For example, better-sqlite3
is a connector library for SQLite. The result of
a SELECT
query is an array of objects suitable for json_to_sheet
:
var aoo = db.prepare("SELECT * FROM 'Presidents' LIMIT 100000").all();
// highlight-next-line
var worksheet = XLSX.utils.json_to_sheet(aoo);
Other databases will require post-processing. For example, MongoDB results
include the Object ID (usually stored in the _id
key).

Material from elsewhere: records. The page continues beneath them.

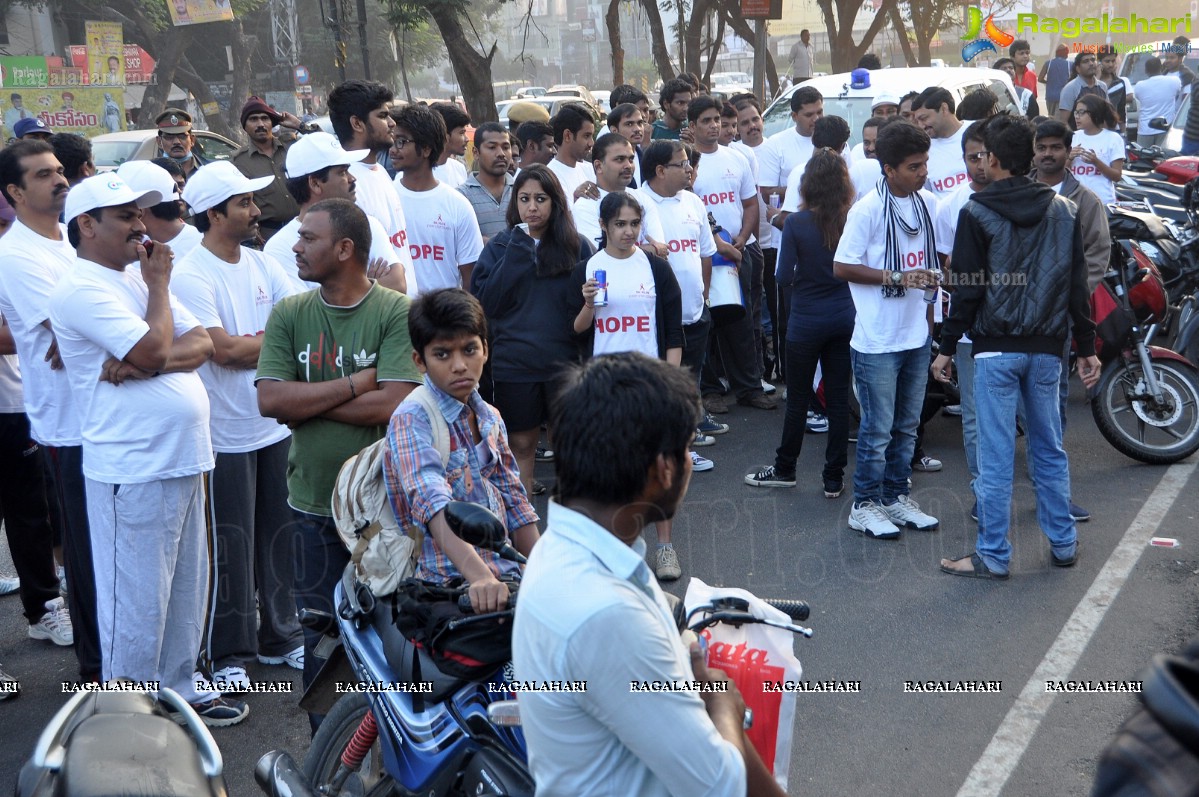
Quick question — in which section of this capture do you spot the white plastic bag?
[683,578,803,790]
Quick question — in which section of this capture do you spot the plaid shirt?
[384,381,537,582]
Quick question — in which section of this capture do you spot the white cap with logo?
[64,173,162,222]
[183,161,275,215]
[283,133,370,179]
[116,161,176,203]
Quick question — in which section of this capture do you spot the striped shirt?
[384,381,537,582]
[458,173,516,239]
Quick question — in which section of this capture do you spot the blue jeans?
[953,340,978,488]
[291,509,350,689]
[974,354,1078,573]
[850,342,929,505]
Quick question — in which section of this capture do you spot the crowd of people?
[0,42,1176,779]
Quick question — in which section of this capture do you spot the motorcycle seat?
[370,600,468,702]
[23,693,225,797]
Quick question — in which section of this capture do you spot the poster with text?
[0,86,126,137]
[167,0,233,25]
[85,19,125,86]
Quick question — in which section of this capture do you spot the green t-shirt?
[257,284,423,517]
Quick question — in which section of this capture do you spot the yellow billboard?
[85,19,125,86]
[167,0,233,25]
[0,86,126,137]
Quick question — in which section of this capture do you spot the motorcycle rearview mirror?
[445,501,526,564]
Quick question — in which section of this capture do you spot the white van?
[763,66,1020,146]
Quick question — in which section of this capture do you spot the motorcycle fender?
[300,645,359,714]
[1149,346,1194,366]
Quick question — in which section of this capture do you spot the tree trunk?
[641,0,675,80]
[723,6,778,97]
[704,14,724,86]
[891,7,918,66]
[175,55,241,141]
[227,19,258,140]
[138,26,191,129]
[426,2,499,126]
[603,0,625,86]
[817,0,897,72]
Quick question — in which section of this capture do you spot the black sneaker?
[171,695,249,727]
[746,465,795,487]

This can be removed
before generating a worksheet:
const aoo = await db.collection('coll').find({}).toArray();
// highlight-next-line
aoo.forEach((x) => delete x._id);
const ws = XLSX.utils.json_to_sheet(aoo);
Building Schemas from Worksheets
When a strict schema is needed, the sheet_to_json
helper function generates
arrays of JS objects that can be scanned to determine the column "types".
:::note
Document databases like MongoDB tend not to require schemas. Arrays of objects can be used directly without setting up a schema:
const aoa = XLSX.utils.sheet_to_json(ws);
// highlight-next-line
await db.collection('coll').insertMany(aoa, { ordered: true });
:::
This example will fetch https://sheetjs.com/cd.xls, scan the columns of the first worksheet to determine data types, and generate 6 PostgreSQL statements.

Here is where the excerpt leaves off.